The house was in a terrible state of dilapidation. Paint was peeling off the woodwork and colonies of black mould climbed up the walls. The furniture was the kind you might find in a junk shop. I can vividly recall a penniless patient (a man who lived in one of the local housing estates) asking if I’d accept a charitable donation.
A gust of wind rattled the window pane, and a nurse, pulling the lapels of her coat over her head to make a cowl, hurried along the path. The bell rang and I went to let Mavis in. We hadn’t met before, but I was familiar with her history from the referral letter: a working-class woman who had lived in the same underprivileged borough all of her life. She was in her early seventies and very depressed; the cause of her depression was the death of her husband. He had suffered a fatal heart attack a year earlier.

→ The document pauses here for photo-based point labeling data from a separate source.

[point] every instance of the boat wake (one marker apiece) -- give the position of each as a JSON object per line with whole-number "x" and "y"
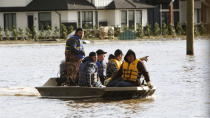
{"x": 18, "y": 91}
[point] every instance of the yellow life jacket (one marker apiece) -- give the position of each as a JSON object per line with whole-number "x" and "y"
{"x": 130, "y": 71}
{"x": 117, "y": 63}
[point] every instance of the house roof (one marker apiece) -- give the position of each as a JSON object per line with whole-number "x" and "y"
{"x": 127, "y": 4}
{"x": 56, "y": 5}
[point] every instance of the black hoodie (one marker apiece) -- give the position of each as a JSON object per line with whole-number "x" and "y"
{"x": 130, "y": 52}
{"x": 140, "y": 66}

When individuals have significant psychological problems after bereavement (lasting more than twelve months) they are said to be suffering from a complicated grief reaction or Persistent Complex Bereavement Disorder. I find the idea of conceptualising prolonged grief as a form of abnormality questionable. People vary in temperament and resilience and come to terms with loss at differe
nt rates. Some never adjust. The fact that such an appalling trauma might cause long-term distress is hardly surprising. I’m inclined to ascribe protracted grief to the human condition. Diagnosis seems a rather arcane consideration in this context.
I opened the door and faced a small, slightly overweight woman holding an umbrella over her head. The colour of her hair matched the sky and her expression suggested vacancy. When people get very depressed, they don’t look sad but exhausted. It’s as though they’ve progressed beyond sadness and have resumed their existence on another, unreachable plane. Mavis looked emotionally numb, but numbness implies anaesthesia and that would be misleading. The numbness of depression is simply pain in another form—like water becoming ice when the temperature drops. Dante knew what he was doing when he characterised the ninth and lowest circle of hell as a frozen waste.
‘Come in,’ I said.
‘What should I do with this?’ She indicated her umbrella.
‘You can leave it here in the hall to dry if you like,’ I tapped the radiator.
She stepped out of the rain, placed her umbrella on the floor and followed me to the consulting room. She didn’t register the shabby state of her surroundings—the small, circular cigarette burns in the carpet, the general atmosphere of decrepitude. She sat down on a worn armchair with noisy springs and faced me with her knees pressed together. She was wearing a pleated blouse, a loose cardigan, a dark skirt and grey woollen tights. I made some introductory remarks, summarised her referral letter, and checked that she understood why she’d been advised to see me.
‘I’m not doing very well. That’s what he said—Dr Patel.’ Her voice sounded querulous. ‘You know, since George died. He—Dr Patel—reckoned I should talk to someone. He said it might help.’